In 2020, when Harris was a U.S. senator, she co-sponsored legislation that would have defined price gouging in an emergency as charging more than 10 percent above the previous average price. The bill built in a defense for sellers that could show price hikes flowed from their own rising costs.
The proposal was modeled after California’s anti-price gouging law, which Harris warned businesses against violating when she was the state’s attorney general.

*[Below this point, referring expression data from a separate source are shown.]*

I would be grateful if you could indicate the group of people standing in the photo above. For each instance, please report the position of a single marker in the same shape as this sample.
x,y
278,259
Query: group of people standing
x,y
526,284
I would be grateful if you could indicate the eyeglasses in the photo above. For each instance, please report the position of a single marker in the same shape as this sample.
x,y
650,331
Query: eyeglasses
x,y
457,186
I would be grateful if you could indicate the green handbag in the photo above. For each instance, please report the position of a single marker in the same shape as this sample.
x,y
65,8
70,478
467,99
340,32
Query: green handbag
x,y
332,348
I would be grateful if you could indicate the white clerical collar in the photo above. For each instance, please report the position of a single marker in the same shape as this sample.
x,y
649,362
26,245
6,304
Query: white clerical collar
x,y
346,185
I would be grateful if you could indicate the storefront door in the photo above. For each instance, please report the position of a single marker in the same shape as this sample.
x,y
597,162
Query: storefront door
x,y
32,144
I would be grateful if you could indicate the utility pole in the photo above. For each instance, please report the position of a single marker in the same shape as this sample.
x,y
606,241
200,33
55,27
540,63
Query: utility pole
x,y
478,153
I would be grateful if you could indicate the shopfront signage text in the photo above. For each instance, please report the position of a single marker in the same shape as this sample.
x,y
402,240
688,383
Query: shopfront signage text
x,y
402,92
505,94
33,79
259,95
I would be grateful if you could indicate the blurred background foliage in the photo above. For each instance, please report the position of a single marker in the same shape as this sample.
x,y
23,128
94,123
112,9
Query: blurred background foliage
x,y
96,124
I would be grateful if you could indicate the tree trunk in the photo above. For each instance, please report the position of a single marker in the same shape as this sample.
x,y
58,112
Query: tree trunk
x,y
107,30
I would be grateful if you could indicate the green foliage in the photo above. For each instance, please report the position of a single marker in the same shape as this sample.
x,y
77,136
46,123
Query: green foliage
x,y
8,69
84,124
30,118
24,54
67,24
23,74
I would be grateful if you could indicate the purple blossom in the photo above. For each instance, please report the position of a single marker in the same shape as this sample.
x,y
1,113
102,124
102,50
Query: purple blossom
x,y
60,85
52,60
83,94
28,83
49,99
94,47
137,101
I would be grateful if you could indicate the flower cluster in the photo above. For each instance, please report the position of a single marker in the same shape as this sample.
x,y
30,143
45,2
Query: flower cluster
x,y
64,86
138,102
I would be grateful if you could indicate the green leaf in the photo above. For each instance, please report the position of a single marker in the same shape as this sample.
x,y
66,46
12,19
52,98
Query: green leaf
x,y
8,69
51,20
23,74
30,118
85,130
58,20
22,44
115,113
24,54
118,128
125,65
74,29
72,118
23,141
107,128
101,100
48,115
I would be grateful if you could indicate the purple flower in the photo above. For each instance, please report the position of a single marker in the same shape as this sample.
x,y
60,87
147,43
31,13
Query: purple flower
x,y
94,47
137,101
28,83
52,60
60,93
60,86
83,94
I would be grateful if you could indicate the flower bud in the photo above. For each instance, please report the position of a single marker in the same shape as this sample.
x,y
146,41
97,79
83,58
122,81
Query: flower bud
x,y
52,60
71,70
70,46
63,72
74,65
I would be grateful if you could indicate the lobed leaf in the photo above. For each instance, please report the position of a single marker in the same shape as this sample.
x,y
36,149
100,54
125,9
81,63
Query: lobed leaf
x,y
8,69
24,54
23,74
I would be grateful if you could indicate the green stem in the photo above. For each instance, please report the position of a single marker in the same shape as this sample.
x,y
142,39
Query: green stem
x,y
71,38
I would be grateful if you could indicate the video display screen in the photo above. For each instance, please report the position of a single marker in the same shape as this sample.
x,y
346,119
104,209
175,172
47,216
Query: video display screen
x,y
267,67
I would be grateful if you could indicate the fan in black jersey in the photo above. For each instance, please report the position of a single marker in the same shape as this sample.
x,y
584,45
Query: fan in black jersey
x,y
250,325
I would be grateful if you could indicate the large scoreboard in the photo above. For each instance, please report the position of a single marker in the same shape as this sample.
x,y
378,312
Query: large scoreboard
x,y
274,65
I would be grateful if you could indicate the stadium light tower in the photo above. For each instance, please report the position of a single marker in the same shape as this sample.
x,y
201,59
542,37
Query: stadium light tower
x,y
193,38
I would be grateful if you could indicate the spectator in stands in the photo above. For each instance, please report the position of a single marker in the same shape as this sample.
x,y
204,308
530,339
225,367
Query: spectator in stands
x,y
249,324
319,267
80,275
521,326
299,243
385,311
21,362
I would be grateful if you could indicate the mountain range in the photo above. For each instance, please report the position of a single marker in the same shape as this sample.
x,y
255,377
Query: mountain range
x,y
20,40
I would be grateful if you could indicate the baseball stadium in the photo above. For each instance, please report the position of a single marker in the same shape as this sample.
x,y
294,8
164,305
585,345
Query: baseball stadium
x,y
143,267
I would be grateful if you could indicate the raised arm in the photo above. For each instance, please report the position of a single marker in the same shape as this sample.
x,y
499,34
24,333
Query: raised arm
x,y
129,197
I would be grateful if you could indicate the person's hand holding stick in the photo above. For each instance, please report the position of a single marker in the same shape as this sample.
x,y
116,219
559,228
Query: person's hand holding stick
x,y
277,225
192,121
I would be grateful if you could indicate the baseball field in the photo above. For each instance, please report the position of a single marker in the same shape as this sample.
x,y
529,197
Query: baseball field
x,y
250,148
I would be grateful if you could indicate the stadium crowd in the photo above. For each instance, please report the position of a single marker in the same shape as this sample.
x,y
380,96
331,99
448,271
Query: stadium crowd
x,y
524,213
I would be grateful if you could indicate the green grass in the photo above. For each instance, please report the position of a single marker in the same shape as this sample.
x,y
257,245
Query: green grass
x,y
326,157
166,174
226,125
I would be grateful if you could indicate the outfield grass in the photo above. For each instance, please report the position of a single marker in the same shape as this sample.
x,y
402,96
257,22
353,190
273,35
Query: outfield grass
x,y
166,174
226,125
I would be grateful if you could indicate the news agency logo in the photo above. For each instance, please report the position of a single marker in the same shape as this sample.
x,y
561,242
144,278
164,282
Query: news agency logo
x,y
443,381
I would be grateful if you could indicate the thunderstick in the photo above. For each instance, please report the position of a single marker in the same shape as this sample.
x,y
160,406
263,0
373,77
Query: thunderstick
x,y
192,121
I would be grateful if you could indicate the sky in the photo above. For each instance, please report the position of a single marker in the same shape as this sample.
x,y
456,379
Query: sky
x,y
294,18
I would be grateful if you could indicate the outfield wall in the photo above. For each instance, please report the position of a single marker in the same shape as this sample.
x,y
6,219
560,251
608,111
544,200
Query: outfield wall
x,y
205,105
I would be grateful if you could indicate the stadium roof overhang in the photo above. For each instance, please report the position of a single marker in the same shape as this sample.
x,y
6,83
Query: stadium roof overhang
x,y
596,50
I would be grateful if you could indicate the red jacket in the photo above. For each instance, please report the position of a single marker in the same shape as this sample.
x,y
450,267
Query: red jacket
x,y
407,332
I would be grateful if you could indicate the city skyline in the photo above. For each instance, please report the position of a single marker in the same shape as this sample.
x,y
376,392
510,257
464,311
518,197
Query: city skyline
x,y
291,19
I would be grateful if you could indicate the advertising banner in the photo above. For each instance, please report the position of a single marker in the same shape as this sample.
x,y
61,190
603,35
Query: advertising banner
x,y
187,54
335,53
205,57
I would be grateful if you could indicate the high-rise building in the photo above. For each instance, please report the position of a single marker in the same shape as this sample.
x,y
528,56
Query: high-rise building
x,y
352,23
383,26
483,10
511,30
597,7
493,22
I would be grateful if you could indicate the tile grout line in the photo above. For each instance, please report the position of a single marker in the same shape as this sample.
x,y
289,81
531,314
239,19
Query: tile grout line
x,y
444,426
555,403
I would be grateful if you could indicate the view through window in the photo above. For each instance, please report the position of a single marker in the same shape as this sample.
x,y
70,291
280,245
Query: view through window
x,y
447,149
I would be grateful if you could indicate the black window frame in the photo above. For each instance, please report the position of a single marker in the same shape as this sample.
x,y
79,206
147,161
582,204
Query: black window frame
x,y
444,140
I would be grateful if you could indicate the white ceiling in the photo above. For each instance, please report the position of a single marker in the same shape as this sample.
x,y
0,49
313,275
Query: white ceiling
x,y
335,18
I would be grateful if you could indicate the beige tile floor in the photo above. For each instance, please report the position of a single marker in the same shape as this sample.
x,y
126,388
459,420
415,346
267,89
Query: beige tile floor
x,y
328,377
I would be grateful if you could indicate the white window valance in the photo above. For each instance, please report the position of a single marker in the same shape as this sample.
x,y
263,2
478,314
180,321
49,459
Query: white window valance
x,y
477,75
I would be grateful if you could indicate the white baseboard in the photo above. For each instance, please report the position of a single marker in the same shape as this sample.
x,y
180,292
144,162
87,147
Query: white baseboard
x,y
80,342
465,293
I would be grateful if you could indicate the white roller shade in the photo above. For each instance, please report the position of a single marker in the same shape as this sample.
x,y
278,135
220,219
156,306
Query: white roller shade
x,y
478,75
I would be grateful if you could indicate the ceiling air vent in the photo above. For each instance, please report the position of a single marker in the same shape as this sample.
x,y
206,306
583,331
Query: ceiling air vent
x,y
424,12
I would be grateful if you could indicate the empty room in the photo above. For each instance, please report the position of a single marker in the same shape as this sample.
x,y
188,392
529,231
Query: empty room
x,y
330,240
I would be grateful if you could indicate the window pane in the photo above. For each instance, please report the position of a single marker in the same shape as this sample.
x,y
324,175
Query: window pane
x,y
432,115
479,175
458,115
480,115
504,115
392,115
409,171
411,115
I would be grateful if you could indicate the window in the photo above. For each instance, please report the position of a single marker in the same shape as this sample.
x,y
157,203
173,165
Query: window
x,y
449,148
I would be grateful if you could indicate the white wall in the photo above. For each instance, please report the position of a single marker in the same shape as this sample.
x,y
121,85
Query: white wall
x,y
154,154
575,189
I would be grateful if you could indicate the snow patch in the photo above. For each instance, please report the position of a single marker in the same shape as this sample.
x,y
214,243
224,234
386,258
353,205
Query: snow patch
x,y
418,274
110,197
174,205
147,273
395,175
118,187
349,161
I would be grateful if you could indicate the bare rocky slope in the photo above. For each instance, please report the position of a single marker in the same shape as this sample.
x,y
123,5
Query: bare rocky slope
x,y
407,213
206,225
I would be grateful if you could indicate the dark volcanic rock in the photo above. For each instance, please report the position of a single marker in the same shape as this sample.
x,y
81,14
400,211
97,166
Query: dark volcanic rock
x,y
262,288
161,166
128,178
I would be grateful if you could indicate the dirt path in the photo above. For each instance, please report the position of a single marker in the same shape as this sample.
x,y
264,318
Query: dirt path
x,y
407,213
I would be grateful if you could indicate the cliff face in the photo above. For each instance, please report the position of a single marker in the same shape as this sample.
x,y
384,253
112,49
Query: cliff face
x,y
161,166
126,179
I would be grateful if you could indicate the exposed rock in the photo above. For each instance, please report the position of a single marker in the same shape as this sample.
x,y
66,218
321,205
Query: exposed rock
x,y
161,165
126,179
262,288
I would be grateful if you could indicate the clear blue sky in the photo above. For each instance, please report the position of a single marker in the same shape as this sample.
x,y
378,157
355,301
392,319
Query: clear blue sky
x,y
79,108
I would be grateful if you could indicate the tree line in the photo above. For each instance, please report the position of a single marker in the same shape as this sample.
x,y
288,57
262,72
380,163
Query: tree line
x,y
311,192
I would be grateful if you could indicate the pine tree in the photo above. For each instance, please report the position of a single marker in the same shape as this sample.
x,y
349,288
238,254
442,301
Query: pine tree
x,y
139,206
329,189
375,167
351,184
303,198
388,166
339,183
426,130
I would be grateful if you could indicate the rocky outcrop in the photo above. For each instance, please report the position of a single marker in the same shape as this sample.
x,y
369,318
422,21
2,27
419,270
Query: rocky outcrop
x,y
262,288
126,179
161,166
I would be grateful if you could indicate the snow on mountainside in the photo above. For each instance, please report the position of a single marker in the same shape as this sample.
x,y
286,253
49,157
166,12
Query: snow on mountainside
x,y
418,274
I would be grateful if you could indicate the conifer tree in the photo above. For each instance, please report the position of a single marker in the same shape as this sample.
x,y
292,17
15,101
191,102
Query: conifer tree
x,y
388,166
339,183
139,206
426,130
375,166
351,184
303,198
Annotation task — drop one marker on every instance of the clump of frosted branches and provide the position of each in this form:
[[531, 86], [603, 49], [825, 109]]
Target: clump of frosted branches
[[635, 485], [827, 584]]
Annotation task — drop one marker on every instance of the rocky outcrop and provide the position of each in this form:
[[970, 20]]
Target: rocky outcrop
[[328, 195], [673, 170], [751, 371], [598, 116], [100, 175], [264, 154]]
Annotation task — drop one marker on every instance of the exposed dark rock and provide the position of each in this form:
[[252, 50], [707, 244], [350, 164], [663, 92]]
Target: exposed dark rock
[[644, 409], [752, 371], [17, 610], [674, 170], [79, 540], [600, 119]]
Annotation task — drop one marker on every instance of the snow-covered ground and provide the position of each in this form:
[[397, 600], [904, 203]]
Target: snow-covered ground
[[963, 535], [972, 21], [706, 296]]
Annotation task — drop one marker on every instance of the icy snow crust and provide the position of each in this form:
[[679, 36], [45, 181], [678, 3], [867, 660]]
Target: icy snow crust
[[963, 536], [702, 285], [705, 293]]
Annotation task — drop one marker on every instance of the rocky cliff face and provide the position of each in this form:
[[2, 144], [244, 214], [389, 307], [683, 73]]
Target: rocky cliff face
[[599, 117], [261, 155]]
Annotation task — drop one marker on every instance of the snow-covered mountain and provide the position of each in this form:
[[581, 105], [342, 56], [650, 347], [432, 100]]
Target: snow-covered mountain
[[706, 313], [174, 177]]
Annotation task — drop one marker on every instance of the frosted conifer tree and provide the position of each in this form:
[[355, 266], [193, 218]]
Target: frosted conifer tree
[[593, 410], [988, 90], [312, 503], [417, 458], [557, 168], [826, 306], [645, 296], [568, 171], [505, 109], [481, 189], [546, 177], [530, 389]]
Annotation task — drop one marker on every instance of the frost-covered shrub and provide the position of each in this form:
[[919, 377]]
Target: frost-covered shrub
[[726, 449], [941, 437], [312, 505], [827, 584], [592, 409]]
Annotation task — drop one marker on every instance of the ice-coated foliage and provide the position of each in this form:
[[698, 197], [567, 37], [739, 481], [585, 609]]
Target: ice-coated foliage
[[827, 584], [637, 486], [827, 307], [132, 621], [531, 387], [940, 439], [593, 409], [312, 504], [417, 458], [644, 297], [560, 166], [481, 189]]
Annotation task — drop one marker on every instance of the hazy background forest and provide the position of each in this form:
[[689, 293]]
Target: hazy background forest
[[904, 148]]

The state’s current attorney general, Rob Bonta, used it to sue a landlord over rent hikes during the COVID-19 pandemic.
While pandemic-era supply problems have eased, consumer advocates and some Democratic legislators have accused corporations of using the pandemic and general inflation as cover for price hikes to boost profits.
Democratic U.S. senators, including Elizabeth Warren of Massachusetts, introduced a bill earlier this year that would make it illegal to offer goods or services at a “grossly excessive price” — a term the U.S. Federal Trade Commission would define.
A price at least 20% higher than the average market price in the previous six months is one definition the agency would have to consider.
It would also require publicly traded companies to disclose their gross margins and pricing strategies in the wake of an emergency or other unusual market disruption.
While that bill had no Republican sponsors, other pricing bills, such as proposed drug price reforms, have received bipartisan support.
Republican Senator Chuck Grassley of Iowa has led the charge on those bills and co-sponsored others aimed at combating the effects of consolidation in the meatpacking industry — an area Harris is expected to highlight in her speech.
Even without additional federal legislation, a potential Harris administration has some existing tools.
The Federal Trade Commission under the Biden administration has already used its existing authority to sue to ask a court to block grocery chain Kroger $24.6 billion deal to buy rival Albertsons, and to launch a study of grocery prices.